O TSE informa que é crime usar de violência ou grave ameaça para coagir alguém a votar, ou não votar, em determinado candidato ou partido, ainda que os fins visados não sejam conseguidos. Ou seja, a mera tentativa de constranger o eleitor também é crime. É o que consta no artigo 301 do Código Eleitoral.

No Brasil, a Constituição Federal estabelece que o voto é livre e secreto, sendo um direito exercido em eleições periódicas. O segundo turno das Eleições 2022 ocorrerá no próximo domingo 30 de outubro.

O que diz a Embaixada do Brasil em Beirute?

A Embaixada informou o Jornal do Líbano que não teve conhecimento de nenhum caso de assédio e que reforçará as medidas para coibir qualquer tipo de assédio ou boca de urna, no segundo turno.

“A Não recebemos, até o presente momento, reclamações por parte das quase 3 mil pessoas que votaram em Beirute e no Vale do Bekaa acerca de ocorrência desse tipo. Os mesários – voluntários da Justiça Eleitoral – atuam nas Mesas Receptoras de Voto e percorrem as filas, rotineiramente, com o fim exclusivo de organizá-las e orientar prioridades para idosos, pessoas com mobilidade reduzida, gestantes, entre outros grupos. Já o pessoal de apoio trabalha para o fluxo eficiente e seguro de eleitores e os orienta acerca do local de votação. Qualquer menção a candidatos por parte da equipe é terminantemente proibida. Esse procedimento será mantido e reforçado no próximo dia 30, com total lisura e com o valioso apoio das forças de segurança do Líbano e da Cruz Vermelha.”

Quem vota?

O voto é obrigatório para maiores de 18 anos e facultativo para analfabetos, maiores de 70 anos e pessoas com 16 e 17 anos.

Onde votar no Líbano?

No Consulado Geral do Brasil em Beirute e no consulado honorário de Kab Elis, no Vale do Bekaa.

Quais os documentos necessários?

Para votar, é necessário apresentar apenas um documento de identificação oficial com foto, como o passaporte brasileiro. A apresentação do título de eleitor não é obrigatória. Antes de sair de casa, veja se você está levando um dos documentos aceitos.

Também é possível votar com a versão digital do título, obtida no e-Título, aplicativo gratuito da Justiça Eleitoral, caso a sua foto já apareça por lá.

Como baixar o e-Título no celular?

O e-Título substitui o documento em papel e pode ser utilizado como identificação na seção eleitoral, desde que atualizado e com foto. É preciso que você já tenha um registro na Justiça Eleitoral para liberar o título digital, que pode ser acessado a qualquer momento.

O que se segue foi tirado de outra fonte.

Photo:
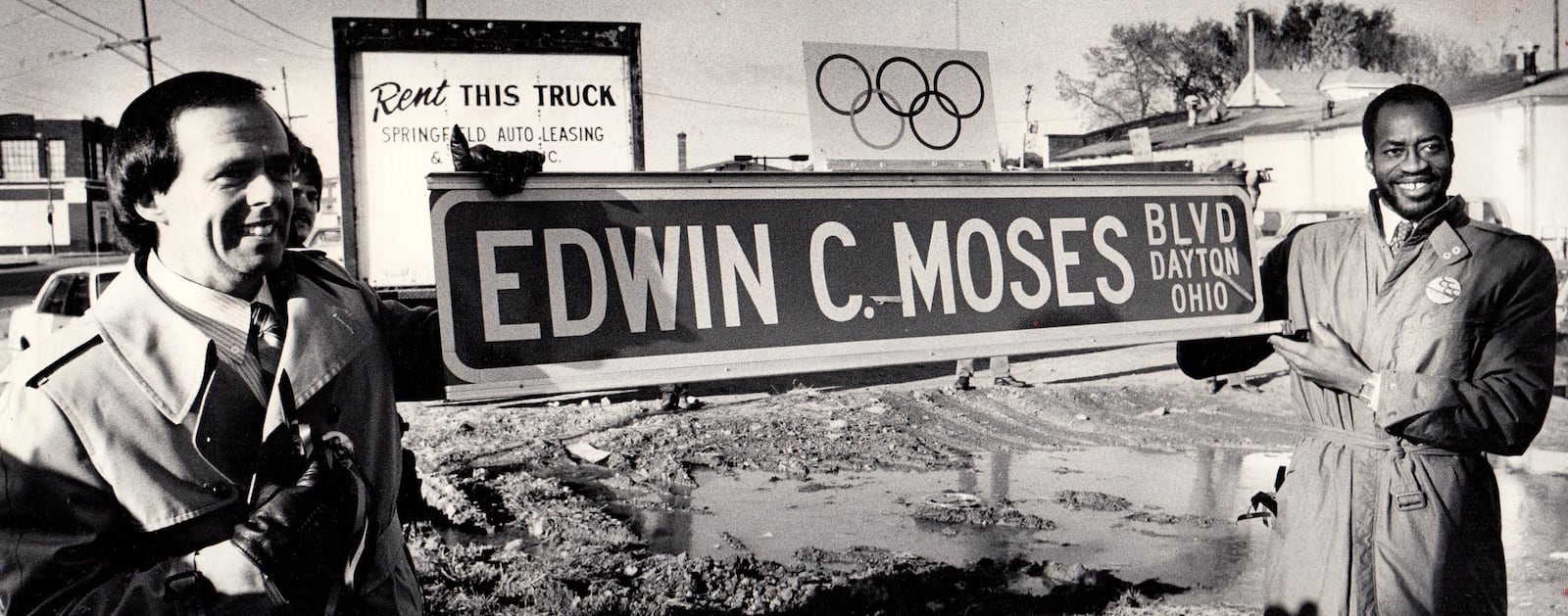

Também pode ser usado no dia da eleição para outras finalidades, como consultar o local de votação (zona e seção eleitoral) e justificar a ausência, entre outras.

Não votei no primeiro turno. Posso votar no segundo?

Pode. Os eleitores que não votaram no primeiro turno das eleições deste ano podem votar no segundo turno, mesmo que ainda não tenham justificado a ausência. Isso porque cada turno de votação é uma eleição independente, e o não comparecimento ao primeiro não impede a participação no segundo.